Locataire ou propriétaire : qui paye les réparations ?

Réponse rapide

Le locataire paye l'entretien courant et les menues réparations (joints, interrupteurs, entretien chaudière). Le propriétaire assume les grosses réparations (toiture, chaudière, plomberie vétuste). Le décret n°87-712 du 26 août 1987 fixe la liste des réparations locatives.

Réponse détaillée

Le décret n°87-712 du 26 août 1987 dresse la liste exhaustive des réparations locatives à la charge du locataire. Il s'agit de l'entretien courant : remplacement des joints de robinet, des interrupteurs et prises, entretien des sols (parquet, moquette), graissage des serrures, remplacement des vitres cassées, et entretien du jardin le cas échéant.

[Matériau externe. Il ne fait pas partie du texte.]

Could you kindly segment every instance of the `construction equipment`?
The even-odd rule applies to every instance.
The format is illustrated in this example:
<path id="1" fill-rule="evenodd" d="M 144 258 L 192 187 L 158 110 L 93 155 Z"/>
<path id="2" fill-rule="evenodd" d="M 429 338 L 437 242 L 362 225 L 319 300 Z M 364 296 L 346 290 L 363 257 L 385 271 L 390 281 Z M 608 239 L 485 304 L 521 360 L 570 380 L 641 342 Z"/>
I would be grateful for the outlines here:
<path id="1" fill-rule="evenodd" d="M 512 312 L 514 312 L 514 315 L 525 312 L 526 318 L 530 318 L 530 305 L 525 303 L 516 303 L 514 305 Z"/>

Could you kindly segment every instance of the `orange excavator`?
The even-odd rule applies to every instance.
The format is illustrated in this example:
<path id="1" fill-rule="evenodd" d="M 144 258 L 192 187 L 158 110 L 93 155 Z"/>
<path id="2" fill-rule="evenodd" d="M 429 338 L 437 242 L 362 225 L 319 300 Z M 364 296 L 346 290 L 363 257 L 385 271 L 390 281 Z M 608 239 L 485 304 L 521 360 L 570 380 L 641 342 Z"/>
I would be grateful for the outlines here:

Le propriétaire est responsable des grosses réparations définies à l'article 606 du Code civil : travaux de toiture, remplacement de la chaudière, mise aux normes de l'installation électrique, réfection de la plomberie vétuste, ravalement de façade et remplacement des fenêtres. Il doit fournir un logement décent conforme au décret n°2002-120.

Les cas litigieux sont fréquents. Exemple : un cumulus qui tombe en panne — si c'est dû à l'usure normale (vétusté), c'est au propriétaire ; si c'est dû à un défaut d'entretien (calcaire non détartré), c'est au locataire. Le critère clé est la vétusté : l'usure normale liée au temps n'est jamais à la charge du locataire.

Depuis la loi ALUR de 2014, une grille de vétusté peut être annexée au bail. Elle fixe la durée de vie théorique de chaque équipement et le pourcentage de prise en charge du locataire en cas de remplacement. Par exemple, une moquette de 7 ans sur une durée de vie de 10 ans : le locataire ne supporte que 30 % du coût de remplacement.

En cas de désaccord, le locataire doit d'abord signaler le problème par écrit (email ou LRAR) au propriétaire. Si celui-ci ne réagit pas, le locataire peut saisir la Commission Départementale de Conciliation (gratuit) ou, en dernier recours, le tribunal judiciaire. Ne retenez jamais le loyer sans décision de justice.